After a few pregnant minutes of Finn lying on the forest floor and waiting while nothing happened, she relaxed with a big sigh. Finn laid there, wasting precious time that she didn't have, going over the experience in her mind. It had really felt like someone was there, so close that it felt like a threat, like a flirtation, like something that sent fresh shivers of dread down her spine.

Admittedly, she didn't really know what she was doing when she communed with the forest. It felt like it came naturally, but she had never had call to do it before. She certainly didn't have any adult elves to teach her how to do it properly. Was she doing it wrong? She didn't have the faintest clue.

Finn had a very vague memory of that summer years ago when her father sent her away to practice her survival skills. She remembered one of the old grandmothers, one with long pointed ears like her own, but skin as thin as onion skins and folded over into a thousand wrinkles. The grandmother pulled her aside as she was packing to leave. "You can call to the forest for help, if things seem dire," the old woman had said in a voice like wind through the reeds, but with eyes as sharp and observant as any woman in her prime. "But be careful, girl. Sometimes what answers back is not always the forest."

Frowning, Finn turned those almost forgotten words over in her head. An ominous warning at that time that turned out to be for nothing. Finn never managed to connect with the forest that summer, despite struggling for food the entire four weeks.

After thinking it over, Finn gave it up as not worth the effort needed to work it out.

"No more communing with nature," Finn muttered as she slowly climbed to her feet.

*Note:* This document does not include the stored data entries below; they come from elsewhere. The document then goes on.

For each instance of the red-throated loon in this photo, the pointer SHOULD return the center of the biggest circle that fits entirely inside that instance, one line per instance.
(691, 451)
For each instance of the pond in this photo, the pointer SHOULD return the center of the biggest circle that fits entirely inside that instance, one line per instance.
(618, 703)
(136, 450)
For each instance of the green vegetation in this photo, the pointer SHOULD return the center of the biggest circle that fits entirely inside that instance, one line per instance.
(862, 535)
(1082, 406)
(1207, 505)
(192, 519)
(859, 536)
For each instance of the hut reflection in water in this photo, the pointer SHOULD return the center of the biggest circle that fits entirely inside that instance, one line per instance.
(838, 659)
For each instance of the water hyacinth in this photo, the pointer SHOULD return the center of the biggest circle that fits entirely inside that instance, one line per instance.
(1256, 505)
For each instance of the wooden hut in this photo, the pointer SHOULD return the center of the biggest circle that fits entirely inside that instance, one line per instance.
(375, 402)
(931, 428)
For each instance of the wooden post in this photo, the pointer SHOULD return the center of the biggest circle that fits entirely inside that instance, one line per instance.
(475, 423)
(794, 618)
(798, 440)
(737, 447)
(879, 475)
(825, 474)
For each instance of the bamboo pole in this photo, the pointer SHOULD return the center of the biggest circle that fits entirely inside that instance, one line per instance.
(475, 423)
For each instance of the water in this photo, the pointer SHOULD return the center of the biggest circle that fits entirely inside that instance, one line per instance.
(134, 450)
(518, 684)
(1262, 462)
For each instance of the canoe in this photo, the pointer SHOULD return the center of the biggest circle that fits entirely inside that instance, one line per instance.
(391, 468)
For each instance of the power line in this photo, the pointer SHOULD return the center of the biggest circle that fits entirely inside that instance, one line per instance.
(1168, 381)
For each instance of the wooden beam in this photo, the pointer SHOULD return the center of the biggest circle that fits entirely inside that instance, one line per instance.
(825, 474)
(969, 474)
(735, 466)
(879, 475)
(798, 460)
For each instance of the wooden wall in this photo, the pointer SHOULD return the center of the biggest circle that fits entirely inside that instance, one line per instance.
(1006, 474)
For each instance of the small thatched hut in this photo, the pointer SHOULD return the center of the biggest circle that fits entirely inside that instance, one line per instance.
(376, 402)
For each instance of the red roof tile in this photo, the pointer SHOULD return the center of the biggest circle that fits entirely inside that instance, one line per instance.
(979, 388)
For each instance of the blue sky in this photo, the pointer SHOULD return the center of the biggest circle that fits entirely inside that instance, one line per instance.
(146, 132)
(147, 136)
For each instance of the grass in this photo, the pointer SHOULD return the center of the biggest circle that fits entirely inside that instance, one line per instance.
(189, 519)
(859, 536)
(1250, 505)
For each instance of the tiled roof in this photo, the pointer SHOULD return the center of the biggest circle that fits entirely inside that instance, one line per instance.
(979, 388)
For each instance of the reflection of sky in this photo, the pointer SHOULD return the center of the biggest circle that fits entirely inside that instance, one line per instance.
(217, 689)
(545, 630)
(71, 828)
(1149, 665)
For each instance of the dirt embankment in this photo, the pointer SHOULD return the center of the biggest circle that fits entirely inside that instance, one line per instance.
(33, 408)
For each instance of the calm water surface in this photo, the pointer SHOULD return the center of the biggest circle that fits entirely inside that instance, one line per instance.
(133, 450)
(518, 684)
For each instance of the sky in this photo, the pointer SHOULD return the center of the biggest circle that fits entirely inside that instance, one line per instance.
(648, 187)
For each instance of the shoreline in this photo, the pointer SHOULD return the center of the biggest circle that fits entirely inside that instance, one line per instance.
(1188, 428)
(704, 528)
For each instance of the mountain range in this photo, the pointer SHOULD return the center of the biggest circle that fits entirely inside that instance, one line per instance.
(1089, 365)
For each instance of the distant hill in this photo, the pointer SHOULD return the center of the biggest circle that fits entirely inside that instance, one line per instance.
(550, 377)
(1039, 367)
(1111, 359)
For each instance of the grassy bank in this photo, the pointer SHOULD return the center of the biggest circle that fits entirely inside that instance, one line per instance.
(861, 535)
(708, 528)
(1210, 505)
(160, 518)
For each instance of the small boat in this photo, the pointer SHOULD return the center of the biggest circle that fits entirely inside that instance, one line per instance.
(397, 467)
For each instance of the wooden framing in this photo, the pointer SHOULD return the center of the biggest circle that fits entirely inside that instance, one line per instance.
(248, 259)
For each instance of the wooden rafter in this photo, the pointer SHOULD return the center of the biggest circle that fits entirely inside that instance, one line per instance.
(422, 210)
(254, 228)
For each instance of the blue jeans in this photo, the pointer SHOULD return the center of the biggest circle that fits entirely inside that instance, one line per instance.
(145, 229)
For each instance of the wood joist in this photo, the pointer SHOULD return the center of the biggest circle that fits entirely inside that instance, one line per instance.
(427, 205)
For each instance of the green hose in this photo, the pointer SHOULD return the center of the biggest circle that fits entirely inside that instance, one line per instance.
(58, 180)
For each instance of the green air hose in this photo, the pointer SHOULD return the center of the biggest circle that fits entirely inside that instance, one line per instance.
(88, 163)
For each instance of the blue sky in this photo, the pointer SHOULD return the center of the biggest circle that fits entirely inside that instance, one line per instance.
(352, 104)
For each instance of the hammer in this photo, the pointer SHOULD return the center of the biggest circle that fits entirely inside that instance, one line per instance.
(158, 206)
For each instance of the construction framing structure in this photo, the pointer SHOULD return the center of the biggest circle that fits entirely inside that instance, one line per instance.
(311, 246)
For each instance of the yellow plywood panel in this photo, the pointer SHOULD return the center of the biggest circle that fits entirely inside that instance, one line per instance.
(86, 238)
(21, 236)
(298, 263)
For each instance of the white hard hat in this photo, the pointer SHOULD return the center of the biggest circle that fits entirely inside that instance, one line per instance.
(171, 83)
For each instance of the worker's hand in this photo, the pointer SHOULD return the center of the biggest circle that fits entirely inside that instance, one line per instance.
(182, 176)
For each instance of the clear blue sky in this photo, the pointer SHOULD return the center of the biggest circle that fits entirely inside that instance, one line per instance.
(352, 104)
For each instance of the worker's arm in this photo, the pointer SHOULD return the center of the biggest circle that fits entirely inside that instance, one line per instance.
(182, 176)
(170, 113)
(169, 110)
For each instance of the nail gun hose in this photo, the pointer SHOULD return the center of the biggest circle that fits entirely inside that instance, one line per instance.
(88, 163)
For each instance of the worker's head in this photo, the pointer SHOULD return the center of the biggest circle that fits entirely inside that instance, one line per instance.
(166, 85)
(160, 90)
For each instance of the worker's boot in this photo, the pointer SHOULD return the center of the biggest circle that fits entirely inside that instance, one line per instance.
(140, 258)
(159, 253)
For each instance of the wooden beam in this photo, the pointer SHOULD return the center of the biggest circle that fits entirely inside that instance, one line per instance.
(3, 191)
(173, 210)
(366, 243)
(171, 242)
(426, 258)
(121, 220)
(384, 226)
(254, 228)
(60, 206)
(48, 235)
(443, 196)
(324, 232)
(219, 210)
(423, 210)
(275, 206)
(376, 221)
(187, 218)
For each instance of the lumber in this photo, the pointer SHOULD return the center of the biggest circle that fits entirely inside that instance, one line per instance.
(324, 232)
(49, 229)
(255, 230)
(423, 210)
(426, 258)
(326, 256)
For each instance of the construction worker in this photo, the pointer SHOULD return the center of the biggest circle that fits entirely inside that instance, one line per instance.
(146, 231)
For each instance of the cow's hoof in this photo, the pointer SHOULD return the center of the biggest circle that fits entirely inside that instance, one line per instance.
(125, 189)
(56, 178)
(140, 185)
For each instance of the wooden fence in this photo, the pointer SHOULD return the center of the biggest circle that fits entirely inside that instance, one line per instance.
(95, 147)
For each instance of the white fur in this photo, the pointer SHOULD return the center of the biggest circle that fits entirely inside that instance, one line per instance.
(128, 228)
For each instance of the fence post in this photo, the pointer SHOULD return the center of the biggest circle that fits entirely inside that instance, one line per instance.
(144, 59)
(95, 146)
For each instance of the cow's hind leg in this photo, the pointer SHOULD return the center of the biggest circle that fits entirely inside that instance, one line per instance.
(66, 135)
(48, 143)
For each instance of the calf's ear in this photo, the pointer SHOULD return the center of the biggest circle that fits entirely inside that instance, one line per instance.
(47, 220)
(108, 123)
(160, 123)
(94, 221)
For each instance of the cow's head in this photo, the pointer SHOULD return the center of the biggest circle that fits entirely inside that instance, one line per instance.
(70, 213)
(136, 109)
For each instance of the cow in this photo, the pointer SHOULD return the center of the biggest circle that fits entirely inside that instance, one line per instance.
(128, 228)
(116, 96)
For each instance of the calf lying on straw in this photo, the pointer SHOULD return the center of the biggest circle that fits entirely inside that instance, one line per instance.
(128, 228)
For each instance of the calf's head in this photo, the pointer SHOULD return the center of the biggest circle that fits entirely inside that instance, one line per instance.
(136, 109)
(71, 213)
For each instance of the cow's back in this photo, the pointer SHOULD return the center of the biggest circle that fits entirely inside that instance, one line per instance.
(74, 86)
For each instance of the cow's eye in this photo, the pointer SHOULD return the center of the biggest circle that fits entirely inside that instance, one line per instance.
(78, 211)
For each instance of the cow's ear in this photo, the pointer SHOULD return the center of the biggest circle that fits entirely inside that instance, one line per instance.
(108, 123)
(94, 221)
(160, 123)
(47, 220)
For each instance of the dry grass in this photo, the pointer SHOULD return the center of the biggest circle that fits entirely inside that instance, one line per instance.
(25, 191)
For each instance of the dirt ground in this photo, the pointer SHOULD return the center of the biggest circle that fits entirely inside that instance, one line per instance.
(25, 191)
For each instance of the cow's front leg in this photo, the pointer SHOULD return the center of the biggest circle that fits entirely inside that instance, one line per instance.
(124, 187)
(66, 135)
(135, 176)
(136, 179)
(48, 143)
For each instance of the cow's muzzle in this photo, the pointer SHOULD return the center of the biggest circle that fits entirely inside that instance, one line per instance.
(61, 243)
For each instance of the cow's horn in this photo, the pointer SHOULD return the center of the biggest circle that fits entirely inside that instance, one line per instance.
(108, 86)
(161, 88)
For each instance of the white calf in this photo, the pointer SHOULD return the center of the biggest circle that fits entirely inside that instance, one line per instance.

Her back protested painfully at the movement, but she ignored it. It didn't feel like anything had been broken, but she expected she would be black and blue from her shoulders to her hips within a day.

"Fuck nature," Finn grumbled to herself as she picked up the pack and, wincing, gave up putting it on her back as a bad job. She slung it across her chest instead. "Pigeons for us from now on. Not that I'm complaining. I like pigeon," Finn declared to the tree, to the forest at large.

Nothing answered her, and she was glad for it.